What follows is controversial as it challenges the conventional wisdom shared by many website designers and content marketers. I have long felt that a great deal of the generic advice you hear and see all over the web is misleading.
I have explained before that: Only one website metric really matters to accountants. And that is, for most practices: How many website visitors contact the office and become profitable clients?
If that is indeed your focus, you can think about what you do to attract the right type of visitors to your website. And then how does your site allow visitors to determine if they are really target clients for you, to find the key information about your practice they may be seeking and to get in touch with you?
Does it matter how ‘popular’ your site is?

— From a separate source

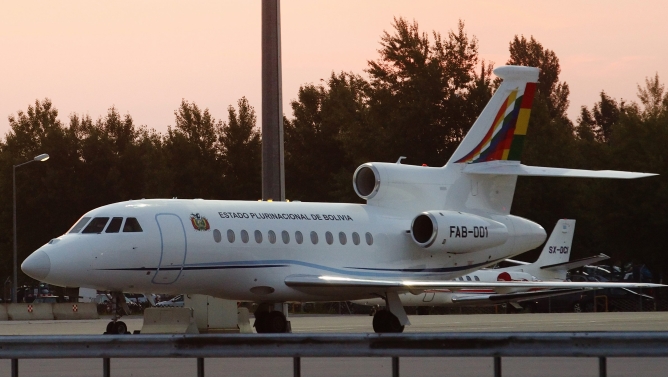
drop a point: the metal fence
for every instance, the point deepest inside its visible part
(600, 345)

How often people come back eg: to consume more free information? or How long they spend on your site each time they visit?

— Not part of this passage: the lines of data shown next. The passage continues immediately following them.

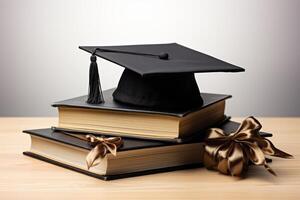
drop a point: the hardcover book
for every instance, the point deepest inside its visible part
(114, 118)
(135, 157)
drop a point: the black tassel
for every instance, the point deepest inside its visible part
(95, 95)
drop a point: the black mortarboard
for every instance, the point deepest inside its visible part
(155, 75)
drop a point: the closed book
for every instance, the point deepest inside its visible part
(113, 118)
(135, 157)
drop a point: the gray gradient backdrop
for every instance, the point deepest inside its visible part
(40, 61)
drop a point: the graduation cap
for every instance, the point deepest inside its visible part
(155, 75)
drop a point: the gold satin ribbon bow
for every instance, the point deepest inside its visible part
(230, 154)
(102, 146)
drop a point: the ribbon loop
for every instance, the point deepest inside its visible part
(101, 146)
(230, 154)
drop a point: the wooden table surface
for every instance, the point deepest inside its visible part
(23, 177)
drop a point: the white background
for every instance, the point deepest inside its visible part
(40, 61)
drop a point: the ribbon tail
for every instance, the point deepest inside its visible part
(112, 148)
(270, 169)
(270, 149)
(93, 155)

The average time visitors spend on an accountant’s website is a double-edged sword. Do you want it to increase or to decrease? Surely you want visitors to determine whether they are in the right place and then to get in touch with you. You don’t want to focus on increasing the time they spend on your site if this is because you have confused them or if they are simply looking at loads of free information and then leaving without getting in touch.
Another example: I have never obsessed over the number of visitors we get to my Tax Advice Network website or how long they spend on the site. Right from the outset I knew that we would attract all sorts of people looking for free tax advice. So high visitor numbers would, of themselves, be irrelevant.
We try to make it easy for visitors who want free advice to see that the site isn’t for them. As a result we also have a high ‘bounce rate’ – being the percentage of people who leave almost as soon as they arrive. I’ve always expected that so it’s not important to me.
Equally I’m not that interested in increasing the time anyone spends on the site or the number of pages they visit; nor which browsers they use or which ‘content’ pages are the most popular. We do however need to consider how often the site is visited from mobile devices and to be sure that it ‘works’ on such platforms as well as on pcs, laptops and macbooks [Edit 2017: We have since had a total site redesign so that it is now mobile-friendly]
What matters most though stems from the fact that around 100 people a day use our search engine to find a suitable tax adviser. These searches result in enquiries to the tax adviser members. They collectively bill hundreds of thousands of pounds a year in fees generated by the website.
The key statistics for me therefore are the number of searches performed each day/week/month and how much billable work this generates for the tax adviser members of the Network. We need to monitor and ‘fix’ the most common ‘exit’ pages, to track and generate more action from the most popular pages, increase the number of searches and increase the proportion of searches that lead to billable work.
What are the key statistics for your website?